Although most programmers are unlikely to write a compiler in their day-to-day work, this course touches on a wide variety of practical topics that are applicable elsewhere. These include:

Are You Nuts?

Writing a compiler in only 5 days? Is it even possible? To be sure, compilers is often regarded as one of the most difficult CS courses that one can take. If you take it at a University, you'll probably get a professor who will drag you through the infamous Dragon Book, spend a lot of time doing mathematical proofs (e.g., deriving the LALR(1) parsing algorithm), and make the focus of the course on preparing graduate students for future research in programming languages. I have taught that class. This is NOT that class.

Instead, this is a compilers course aimed at practioners. As such, the main focus is on coding and software development. Yes, you will learn about some important core compiler concepts such as regular expressions, context free grammars, type systems, and programming language semantics. However, instead of doing mathematical proofs involving parsing theory, we'll focus on how you would actually go about implementing a parser and doing things such as writing unit tests for it.
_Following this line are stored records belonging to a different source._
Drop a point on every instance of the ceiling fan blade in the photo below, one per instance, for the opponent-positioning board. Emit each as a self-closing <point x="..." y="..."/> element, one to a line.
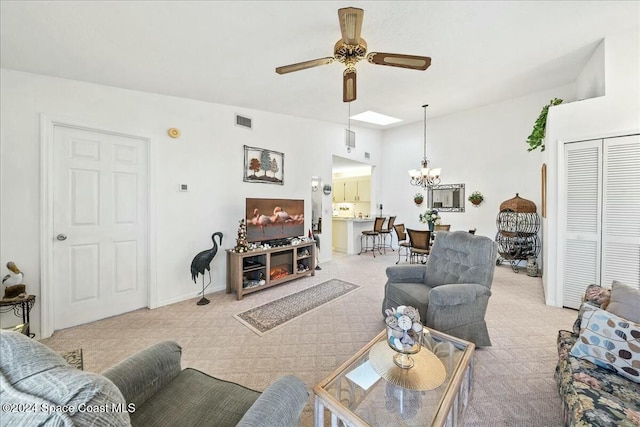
<point x="399" y="60"/>
<point x="304" y="65"/>
<point x="349" y="85"/>
<point x="351" y="24"/>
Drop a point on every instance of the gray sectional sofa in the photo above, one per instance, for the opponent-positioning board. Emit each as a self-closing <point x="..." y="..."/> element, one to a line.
<point x="149" y="388"/>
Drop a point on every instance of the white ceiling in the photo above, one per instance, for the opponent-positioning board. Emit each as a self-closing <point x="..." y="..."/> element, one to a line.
<point x="226" y="52"/>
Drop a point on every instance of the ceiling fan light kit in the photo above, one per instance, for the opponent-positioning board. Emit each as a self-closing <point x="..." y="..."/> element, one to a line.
<point x="351" y="49"/>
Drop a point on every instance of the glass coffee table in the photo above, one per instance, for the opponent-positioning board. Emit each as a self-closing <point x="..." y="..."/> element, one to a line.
<point x="356" y="395"/>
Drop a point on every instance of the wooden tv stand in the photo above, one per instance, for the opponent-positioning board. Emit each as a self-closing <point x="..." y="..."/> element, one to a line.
<point x="274" y="266"/>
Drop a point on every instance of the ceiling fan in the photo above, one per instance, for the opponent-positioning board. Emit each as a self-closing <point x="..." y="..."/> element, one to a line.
<point x="351" y="49"/>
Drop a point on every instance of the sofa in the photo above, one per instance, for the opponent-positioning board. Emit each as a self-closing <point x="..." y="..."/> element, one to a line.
<point x="451" y="292"/>
<point x="594" y="391"/>
<point x="149" y="388"/>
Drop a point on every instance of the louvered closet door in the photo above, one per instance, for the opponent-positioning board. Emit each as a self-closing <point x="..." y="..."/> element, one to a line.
<point x="621" y="211"/>
<point x="583" y="219"/>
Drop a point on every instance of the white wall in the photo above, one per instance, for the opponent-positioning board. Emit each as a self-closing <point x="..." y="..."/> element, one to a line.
<point x="483" y="148"/>
<point x="616" y="113"/>
<point x="208" y="156"/>
<point x="591" y="81"/>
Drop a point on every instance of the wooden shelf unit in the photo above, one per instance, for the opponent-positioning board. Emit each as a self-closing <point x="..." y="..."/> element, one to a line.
<point x="252" y="266"/>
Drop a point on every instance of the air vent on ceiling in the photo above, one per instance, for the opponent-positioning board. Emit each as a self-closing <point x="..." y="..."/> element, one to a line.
<point x="244" y="122"/>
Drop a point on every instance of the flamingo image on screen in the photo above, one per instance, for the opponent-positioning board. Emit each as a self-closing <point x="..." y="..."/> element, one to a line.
<point x="271" y="219"/>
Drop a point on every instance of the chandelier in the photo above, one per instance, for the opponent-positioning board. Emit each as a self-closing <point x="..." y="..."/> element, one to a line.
<point x="425" y="176"/>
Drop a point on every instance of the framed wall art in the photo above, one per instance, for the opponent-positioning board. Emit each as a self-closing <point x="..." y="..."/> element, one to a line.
<point x="263" y="166"/>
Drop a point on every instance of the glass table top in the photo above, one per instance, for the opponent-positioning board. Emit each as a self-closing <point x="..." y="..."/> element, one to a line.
<point x="357" y="393"/>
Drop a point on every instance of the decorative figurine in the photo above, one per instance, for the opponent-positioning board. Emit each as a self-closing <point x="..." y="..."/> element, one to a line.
<point x="14" y="288"/>
<point x="202" y="262"/>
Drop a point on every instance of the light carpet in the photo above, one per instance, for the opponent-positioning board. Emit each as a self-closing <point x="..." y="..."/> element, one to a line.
<point x="274" y="314"/>
<point x="513" y="379"/>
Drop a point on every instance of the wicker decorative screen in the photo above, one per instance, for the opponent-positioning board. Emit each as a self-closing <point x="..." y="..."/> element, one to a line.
<point x="518" y="225"/>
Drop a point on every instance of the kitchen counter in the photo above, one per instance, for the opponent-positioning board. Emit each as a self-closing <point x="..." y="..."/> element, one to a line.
<point x="347" y="231"/>
<point x="345" y="218"/>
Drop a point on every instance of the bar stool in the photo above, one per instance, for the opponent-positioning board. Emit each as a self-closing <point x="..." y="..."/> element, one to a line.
<point x="387" y="232"/>
<point x="402" y="241"/>
<point x="373" y="235"/>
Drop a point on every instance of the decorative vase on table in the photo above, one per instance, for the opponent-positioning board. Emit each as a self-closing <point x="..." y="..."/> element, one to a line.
<point x="430" y="217"/>
<point x="404" y="334"/>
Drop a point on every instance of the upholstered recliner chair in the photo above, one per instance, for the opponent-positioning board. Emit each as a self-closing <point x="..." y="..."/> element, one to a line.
<point x="452" y="290"/>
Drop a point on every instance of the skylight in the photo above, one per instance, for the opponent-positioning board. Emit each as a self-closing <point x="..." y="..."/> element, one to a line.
<point x="375" y="118"/>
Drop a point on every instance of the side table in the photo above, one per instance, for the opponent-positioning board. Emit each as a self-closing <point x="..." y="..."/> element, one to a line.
<point x="21" y="307"/>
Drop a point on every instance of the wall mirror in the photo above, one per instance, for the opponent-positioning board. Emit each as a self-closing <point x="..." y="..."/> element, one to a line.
<point x="446" y="197"/>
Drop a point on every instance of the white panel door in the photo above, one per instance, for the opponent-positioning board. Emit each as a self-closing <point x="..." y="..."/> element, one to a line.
<point x="621" y="211"/>
<point x="582" y="222"/>
<point x="100" y="220"/>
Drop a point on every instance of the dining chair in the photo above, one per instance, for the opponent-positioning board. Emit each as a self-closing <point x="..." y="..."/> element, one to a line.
<point x="387" y="232"/>
<point x="420" y="245"/>
<point x="442" y="227"/>
<point x="403" y="242"/>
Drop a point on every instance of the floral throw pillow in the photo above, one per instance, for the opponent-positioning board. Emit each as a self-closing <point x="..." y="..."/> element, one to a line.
<point x="595" y="295"/>
<point x="625" y="301"/>
<point x="610" y="342"/>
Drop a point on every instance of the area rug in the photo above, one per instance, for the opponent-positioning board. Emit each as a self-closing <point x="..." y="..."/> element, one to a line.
<point x="274" y="314"/>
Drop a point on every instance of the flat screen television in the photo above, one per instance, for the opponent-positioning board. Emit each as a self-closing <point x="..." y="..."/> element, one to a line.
<point x="274" y="219"/>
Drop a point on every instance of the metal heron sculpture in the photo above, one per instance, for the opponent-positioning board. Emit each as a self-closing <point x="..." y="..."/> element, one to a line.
<point x="202" y="262"/>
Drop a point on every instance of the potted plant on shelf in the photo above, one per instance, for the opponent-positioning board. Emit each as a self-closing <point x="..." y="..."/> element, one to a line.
<point x="476" y="198"/>
<point x="536" y="139"/>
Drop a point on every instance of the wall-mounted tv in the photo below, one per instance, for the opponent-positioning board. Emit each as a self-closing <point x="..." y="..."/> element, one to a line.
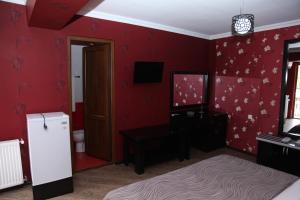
<point x="188" y="90"/>
<point x="148" y="72"/>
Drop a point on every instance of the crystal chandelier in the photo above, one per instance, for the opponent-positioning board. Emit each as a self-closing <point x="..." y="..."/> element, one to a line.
<point x="242" y="24"/>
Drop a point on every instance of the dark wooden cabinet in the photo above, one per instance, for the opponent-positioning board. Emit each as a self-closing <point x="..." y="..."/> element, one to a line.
<point x="206" y="131"/>
<point x="273" y="153"/>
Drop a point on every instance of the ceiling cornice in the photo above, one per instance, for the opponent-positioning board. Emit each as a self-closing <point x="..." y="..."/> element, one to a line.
<point x="127" y="20"/>
<point x="117" y="18"/>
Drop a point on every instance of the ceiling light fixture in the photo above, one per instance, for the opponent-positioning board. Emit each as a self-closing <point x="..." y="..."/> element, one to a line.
<point x="242" y="24"/>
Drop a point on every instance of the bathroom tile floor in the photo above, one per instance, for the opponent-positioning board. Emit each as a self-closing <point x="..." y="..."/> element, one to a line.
<point x="82" y="161"/>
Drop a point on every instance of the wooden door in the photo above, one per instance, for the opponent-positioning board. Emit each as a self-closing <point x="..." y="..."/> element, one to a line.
<point x="97" y="65"/>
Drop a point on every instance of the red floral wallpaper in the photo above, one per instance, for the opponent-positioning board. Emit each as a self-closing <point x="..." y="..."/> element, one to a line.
<point x="248" y="83"/>
<point x="34" y="75"/>
<point x="188" y="89"/>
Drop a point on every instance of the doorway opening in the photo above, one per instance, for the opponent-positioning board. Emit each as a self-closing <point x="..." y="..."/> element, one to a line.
<point x="91" y="102"/>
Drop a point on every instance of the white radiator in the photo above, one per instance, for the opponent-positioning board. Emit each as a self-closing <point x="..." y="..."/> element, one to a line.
<point x="11" y="173"/>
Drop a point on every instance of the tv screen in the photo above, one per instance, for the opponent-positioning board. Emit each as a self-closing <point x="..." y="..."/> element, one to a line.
<point x="148" y="72"/>
<point x="188" y="89"/>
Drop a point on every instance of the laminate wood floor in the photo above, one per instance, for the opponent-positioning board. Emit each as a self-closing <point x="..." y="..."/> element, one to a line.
<point x="95" y="183"/>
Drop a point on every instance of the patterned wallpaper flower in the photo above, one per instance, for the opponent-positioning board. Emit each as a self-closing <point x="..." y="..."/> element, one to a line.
<point x="248" y="84"/>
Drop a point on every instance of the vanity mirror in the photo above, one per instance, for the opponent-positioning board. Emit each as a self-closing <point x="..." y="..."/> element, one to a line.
<point x="289" y="116"/>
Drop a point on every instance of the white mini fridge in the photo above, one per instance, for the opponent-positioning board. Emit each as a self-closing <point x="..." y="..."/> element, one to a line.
<point x="50" y="154"/>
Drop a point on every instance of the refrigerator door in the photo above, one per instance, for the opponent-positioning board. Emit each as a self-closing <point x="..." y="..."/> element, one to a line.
<point x="49" y="149"/>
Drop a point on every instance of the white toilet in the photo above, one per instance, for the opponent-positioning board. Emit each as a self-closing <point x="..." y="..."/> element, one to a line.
<point x="78" y="137"/>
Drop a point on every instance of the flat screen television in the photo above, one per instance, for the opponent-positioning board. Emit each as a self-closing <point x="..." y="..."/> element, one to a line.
<point x="188" y="90"/>
<point x="148" y="72"/>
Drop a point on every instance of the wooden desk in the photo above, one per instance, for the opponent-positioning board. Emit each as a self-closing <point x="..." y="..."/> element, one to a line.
<point x="141" y="137"/>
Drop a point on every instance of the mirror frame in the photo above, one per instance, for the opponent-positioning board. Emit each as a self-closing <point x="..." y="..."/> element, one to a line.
<point x="192" y="106"/>
<point x="284" y="83"/>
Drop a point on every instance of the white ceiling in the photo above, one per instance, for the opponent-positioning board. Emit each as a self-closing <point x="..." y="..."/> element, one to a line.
<point x="207" y="19"/>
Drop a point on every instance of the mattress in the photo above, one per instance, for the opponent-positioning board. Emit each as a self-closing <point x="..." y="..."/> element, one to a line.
<point x="216" y="178"/>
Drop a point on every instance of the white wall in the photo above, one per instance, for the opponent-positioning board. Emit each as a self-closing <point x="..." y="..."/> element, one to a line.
<point x="76" y="70"/>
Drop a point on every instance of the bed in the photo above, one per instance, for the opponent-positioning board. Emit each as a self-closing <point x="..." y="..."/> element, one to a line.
<point x="217" y="178"/>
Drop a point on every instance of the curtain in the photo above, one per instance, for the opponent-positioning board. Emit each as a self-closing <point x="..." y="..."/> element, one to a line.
<point x="291" y="88"/>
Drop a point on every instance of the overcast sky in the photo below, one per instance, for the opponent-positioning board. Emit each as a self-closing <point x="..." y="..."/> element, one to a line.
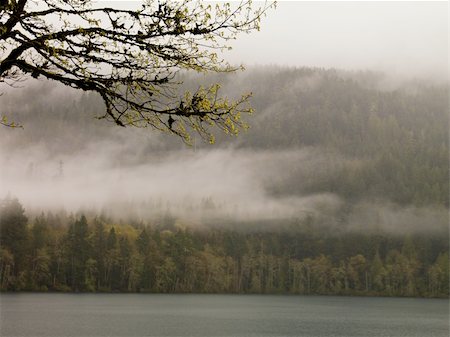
<point x="400" y="37"/>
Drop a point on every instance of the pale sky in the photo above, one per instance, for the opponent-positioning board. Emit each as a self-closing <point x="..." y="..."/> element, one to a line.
<point x="399" y="37"/>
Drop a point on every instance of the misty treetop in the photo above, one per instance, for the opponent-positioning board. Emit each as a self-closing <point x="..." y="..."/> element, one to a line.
<point x="98" y="255"/>
<point x="129" y="57"/>
<point x="369" y="139"/>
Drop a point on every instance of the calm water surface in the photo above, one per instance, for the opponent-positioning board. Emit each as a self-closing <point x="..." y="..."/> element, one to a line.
<point x="95" y="315"/>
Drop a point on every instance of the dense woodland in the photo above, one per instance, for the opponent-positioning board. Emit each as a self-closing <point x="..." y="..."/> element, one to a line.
<point x="378" y="142"/>
<point x="300" y="259"/>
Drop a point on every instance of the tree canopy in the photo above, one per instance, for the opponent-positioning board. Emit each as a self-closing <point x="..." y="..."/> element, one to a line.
<point x="130" y="57"/>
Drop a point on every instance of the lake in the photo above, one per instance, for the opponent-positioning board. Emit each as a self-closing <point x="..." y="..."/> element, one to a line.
<point x="95" y="315"/>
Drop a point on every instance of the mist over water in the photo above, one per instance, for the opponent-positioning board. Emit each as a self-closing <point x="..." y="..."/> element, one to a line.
<point x="273" y="172"/>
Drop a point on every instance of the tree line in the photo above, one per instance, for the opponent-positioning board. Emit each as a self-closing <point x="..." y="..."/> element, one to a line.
<point x="98" y="255"/>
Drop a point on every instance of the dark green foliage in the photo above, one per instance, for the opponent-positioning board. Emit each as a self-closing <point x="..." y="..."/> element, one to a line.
<point x="293" y="258"/>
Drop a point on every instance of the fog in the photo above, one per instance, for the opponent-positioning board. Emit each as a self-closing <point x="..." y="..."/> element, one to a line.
<point x="402" y="38"/>
<point x="77" y="163"/>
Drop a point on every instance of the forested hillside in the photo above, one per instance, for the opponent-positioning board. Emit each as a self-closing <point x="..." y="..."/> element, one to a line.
<point x="376" y="140"/>
<point x="340" y="186"/>
<point x="297" y="258"/>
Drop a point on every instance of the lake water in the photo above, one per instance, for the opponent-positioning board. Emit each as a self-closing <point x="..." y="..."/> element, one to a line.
<point x="98" y="315"/>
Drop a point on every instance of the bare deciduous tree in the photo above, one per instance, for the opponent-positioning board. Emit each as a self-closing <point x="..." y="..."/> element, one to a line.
<point x="130" y="57"/>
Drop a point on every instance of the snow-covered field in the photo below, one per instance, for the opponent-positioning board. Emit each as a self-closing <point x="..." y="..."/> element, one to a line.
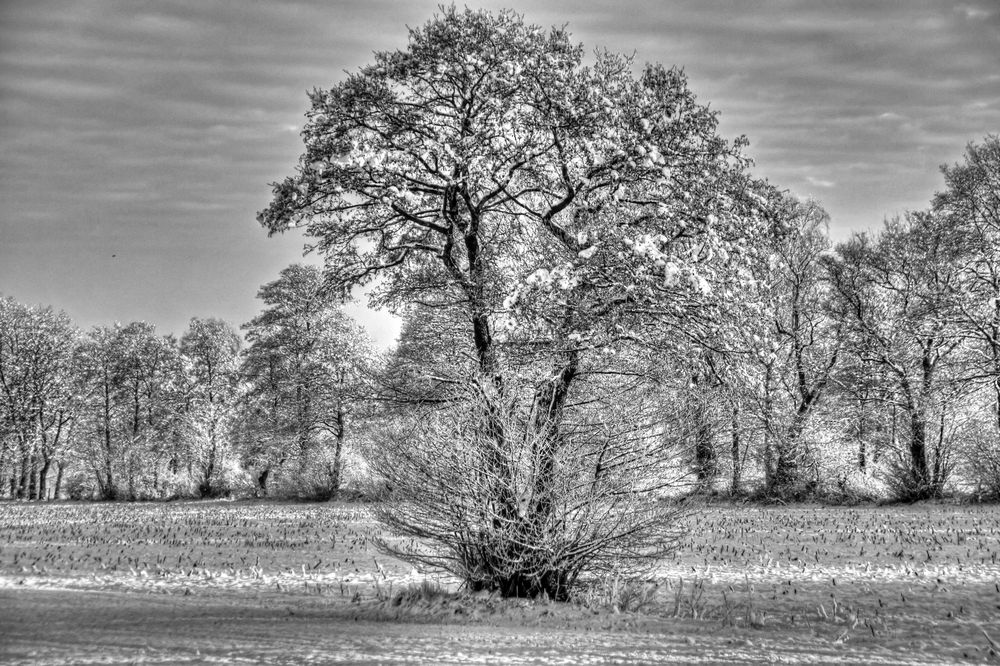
<point x="252" y="582"/>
To be sure, you will write a lot of code in this course. The course runs for more than 40 hours over five days. The final completed project consists of approximately 2500-3000 lines of Python and is every bit as involved as the project you typically find in a college-level compilers course for computer science majors. However, the project is structured in a way to help you succeed.

About the Instructor

This class is led by David Beazley. Although most known for his work in the Python community, Dave was formerly a tenure-track assistant professor in the Department of Computer Science at the University of Chicago where he taught a Compilers course along with a variety of other topics in systems and programming languages. Dave is also the creator of the PLY and SLY parsing tools for Python. He recently gave a PyCon talk about these tools. In a past decade, he also created Swig, a C/C++ compiler for building scripting language extension modules.